The Senate Judiciary subcommittee hearing on Russia featuring Sally Yates and James Clapper demonstrated why the Senate really needs a select committee appointed to handle the investigation.
There were good points to the hearing: Republicans Lindsey Graham and Ben Sasse asked good questions, as did several Democrats. But the rest of the Republicans almost entirely ignored the topic of the hearing.
Some focused on Donald Trump’s first travel ban, which Yates opposed when she was acting attorney general. Some focused on questions of “unmasking” and on potential media leaks. And Ted Cruz, naturally, asked about Hillary Clinton’s emails.
Democrats did better, but some of them were more interested in partisan gamesmanship than putting facts on the record and pushing the witnesses to clarify their testimony.
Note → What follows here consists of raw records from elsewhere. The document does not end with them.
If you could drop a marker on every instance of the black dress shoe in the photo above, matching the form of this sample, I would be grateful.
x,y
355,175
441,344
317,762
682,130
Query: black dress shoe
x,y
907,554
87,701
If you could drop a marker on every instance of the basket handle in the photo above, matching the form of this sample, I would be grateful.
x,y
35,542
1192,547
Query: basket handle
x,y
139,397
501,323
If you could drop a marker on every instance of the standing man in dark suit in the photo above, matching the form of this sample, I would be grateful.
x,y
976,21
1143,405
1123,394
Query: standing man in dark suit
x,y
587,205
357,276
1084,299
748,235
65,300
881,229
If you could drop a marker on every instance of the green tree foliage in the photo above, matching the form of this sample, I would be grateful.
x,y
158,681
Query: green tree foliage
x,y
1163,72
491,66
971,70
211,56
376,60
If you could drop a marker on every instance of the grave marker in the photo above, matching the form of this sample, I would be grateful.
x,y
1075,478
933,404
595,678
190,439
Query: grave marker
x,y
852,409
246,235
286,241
The problem is the format. Large committees (or subcommittees, in this case) lead to everyone asking (sometimes repetitive) questions; the goal for individual senators is to make a fuss during their questions, not to try to get at the truth. And the investigation ping-pongs around, with this subcommittee calling these witnesses today and other panels calling other witnesses at other times, without any rhyme or reason.
The solution is still a small Senate select committee similar in size, scope and resources to the Watergate committee. Such a committee could carefully lay out all that we already know: Russian involvement in the 2016 presidential election, along with already-clear malfeasance by some Trump people, certainly including former national security adviser Michael Flynn. And it could dig further to nail down the information we don’t yet know.
Such a committee would be able to find a way to protect classified information while putting on the record and in public what needs to be public. And it could be thorough, unlike the hodgepodge we have now.